The effect is strengthened by the fact that Preston and Lindell are the same age, with only four months’ difference between them. They are the same height and nearly the same build, with equally disproportionate, large heads.
Then there is the issue of their individual temperaments. Where Lindell can be cranky and unwilling to share, Preston happily accommodates to keep his friend happy, but not without payback later for the inconvenience. (This would be like two old men squabbling over who has the greener lawn, with one neighbor conceding, then “accidentally” dropping bird seeds on his friend’s yard.)
When Preston is adventurous and mischievous, he drags Lindell along (“Let’s go in Ford and Owen’s room and take ‘Star Wars’ toys.”), and Lindell’s protests (“I don’t think this is a good idea, Preston.”) only serve to keep them both out of increasing trouble.
If they egg a house when they are older (and I hope they won’t), Lindell will buy the eggs, but he will grumble and complain all the way.
Interestingly, however, this side of Lindell’s personality seldom surfaces when Preston isn’t around. In other words, Lindell acts like an old-man Muppet only with his best friend.
Here’s how a typical conversation between Preston and Lindell usually unfolds.
Lindell (playing with his toys in the living room): Where is you, Preston?

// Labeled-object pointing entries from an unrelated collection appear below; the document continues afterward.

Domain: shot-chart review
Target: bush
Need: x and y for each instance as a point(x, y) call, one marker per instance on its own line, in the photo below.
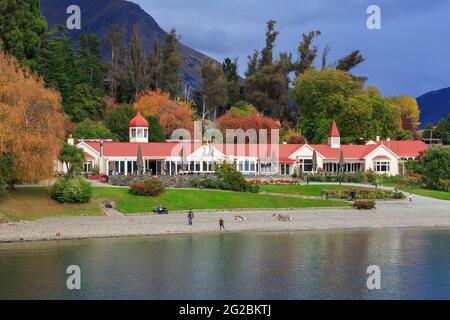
point(363, 193)
point(2, 188)
point(364, 204)
point(152, 187)
point(76, 190)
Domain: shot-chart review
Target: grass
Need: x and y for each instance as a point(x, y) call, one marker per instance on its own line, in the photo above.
point(313, 190)
point(443, 195)
point(35, 203)
point(182, 199)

Lindell (getting up now to investigate, his shoulders slouched with exasperation): Preston? Preston where is you?
Preston (playing with something else in adjoining room): I’m right he-ah, Lindell.
Lindell (stomping back to his spot in the living room): Oh, all right then.
(Several minutes later. Still in their respective rooms playing.)
Preston: Lindell? Lindell, come he-ah.
Lindell (grumpily): All right, Preston. Just a minute. Preston? Preston, where is you?
Preston: Lindell, I’m in he-ah. Come he-ah, Lindell.
No, they don’t always say much to each other, but they seem to have a shared rhythm, and they are keenly aware of — even if slightly annoyed by — the other’s happenings.
I like to think that Preston and Lindell have learned this easy friendship by watching their mothers interact with each other. But the truth is, I’ve rarely seen such honest kinship between two individuals, much less two 3-year-olds.
Next year, the pair will be separated as Preston begins prekindergarten and Lindell misses the cutoff date by just a few months.
Oddly, the separation could prove to be more awkward and upsetting than when Ford and Owen left their friends behind in a different part of the country. Much of this may be because Ford and Owen, who are separated by only 24 months and two days, have always had each other.
No friendship has ever matched what they have as brothers. Without a sibling that close in age, it appears that Lindell has formed this same security with Preston. Next year will be a growing experience as each learns to adapt without the other.
Yet I have no doubt that their friendship will endure. Preston’s dad proved this last Christmas when we got several families together for a weekend away.
We were staying in a large, rented house, so the kids were at one end, near the bedrooms and playroom, and we were at the other, in the kitchen. The adults were talking and having a good time, when suddenly Lindell appeared and said quite urgently, “Preston needs help wiping his butt.” Then he ran off again, toward the bathroom where Preston was waiting on the toilet.
As we watched Lindell run away, Preston’s dad lowered his drink and said, “Now that is a good friend there.”